English: "The Treaty is a Fraud" poster from Maori Land Rights Movement in the 1980s (Photo credit: Wikipedia) |
TO SAY that the Treaty of Waitangi was breached is, therefore, an accurate but ultimately trivial historical observation. Had it not been breached, New Zealand – as a colonial society inextricably enmeshed in the political, economic, social and cultural life of the British Empire – wouldn’t have existed. For the Settler State to become real, the Treaty had to become, in Chief Justice Prendergast’s brutal phrase: “a simple nullity”.
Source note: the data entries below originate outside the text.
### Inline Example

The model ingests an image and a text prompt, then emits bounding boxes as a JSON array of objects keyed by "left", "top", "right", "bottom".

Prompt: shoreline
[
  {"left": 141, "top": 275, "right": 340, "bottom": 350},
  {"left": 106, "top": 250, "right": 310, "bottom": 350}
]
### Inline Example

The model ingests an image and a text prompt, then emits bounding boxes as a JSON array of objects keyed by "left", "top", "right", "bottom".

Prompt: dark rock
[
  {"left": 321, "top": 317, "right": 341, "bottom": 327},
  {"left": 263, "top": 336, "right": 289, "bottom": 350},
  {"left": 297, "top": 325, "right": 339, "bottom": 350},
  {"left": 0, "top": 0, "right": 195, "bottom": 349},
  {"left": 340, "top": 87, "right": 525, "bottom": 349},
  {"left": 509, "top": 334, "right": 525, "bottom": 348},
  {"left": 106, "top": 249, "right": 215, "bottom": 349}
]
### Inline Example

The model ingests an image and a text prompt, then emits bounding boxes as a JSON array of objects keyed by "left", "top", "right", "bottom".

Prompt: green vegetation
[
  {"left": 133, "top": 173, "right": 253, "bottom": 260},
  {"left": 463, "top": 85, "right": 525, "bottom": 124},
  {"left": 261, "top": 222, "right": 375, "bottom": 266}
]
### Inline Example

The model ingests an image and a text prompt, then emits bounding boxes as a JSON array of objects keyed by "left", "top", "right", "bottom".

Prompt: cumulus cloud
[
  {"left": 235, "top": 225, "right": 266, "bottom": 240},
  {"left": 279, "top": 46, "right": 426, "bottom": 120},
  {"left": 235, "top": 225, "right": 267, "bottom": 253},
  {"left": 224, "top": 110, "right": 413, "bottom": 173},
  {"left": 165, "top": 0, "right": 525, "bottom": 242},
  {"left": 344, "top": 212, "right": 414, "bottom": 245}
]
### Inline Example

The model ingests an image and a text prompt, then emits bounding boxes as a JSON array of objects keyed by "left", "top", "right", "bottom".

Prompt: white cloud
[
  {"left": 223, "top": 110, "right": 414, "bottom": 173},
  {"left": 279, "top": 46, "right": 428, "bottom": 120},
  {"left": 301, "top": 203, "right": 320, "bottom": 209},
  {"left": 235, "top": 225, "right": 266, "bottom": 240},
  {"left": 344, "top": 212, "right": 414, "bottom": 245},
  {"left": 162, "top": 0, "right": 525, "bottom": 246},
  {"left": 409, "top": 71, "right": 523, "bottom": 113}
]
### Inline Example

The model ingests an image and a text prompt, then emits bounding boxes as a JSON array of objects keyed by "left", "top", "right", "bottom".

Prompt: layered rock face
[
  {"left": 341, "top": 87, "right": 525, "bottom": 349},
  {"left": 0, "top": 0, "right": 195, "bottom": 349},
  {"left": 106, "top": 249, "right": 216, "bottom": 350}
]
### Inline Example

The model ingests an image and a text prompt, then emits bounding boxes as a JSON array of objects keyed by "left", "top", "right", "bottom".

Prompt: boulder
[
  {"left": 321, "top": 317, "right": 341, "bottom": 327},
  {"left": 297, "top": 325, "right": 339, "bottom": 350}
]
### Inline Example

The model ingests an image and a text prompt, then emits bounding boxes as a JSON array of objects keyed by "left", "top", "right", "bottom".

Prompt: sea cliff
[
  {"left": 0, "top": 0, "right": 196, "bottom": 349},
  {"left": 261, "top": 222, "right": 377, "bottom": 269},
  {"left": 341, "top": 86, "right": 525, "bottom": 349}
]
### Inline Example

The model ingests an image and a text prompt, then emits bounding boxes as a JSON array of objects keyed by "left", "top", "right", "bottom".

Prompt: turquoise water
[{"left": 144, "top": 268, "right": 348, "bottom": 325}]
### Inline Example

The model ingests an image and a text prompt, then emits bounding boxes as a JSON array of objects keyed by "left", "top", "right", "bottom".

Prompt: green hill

Was that wrong? Should the undertakings given by Captain Hobson on 6 February 1840 have been honoured? Removed from its historical context, the question is easily answered in the affirmative. Except that those who go in search of such unencumbered moral judgements, do so without understanding that such questions cannever be extracted from history.
To judge the dead may give some comfort to the living, but no matter how fervently the misdeeds of previous generations are condemned, they cannot be undone. Therefore, whatever justice we seek to do here and now, let it be to right the wrongs of the present – not the past.
We fair-skinned Polynesians are not – and can never be – “Europeans”. Just as contemporary Maori are not – and can never be again – the Maori who inhabited these islands before colonisation. Both of us are the victims of historical forces too vast for blame, to permanent for guilt.
And both of us have nowhere else to go.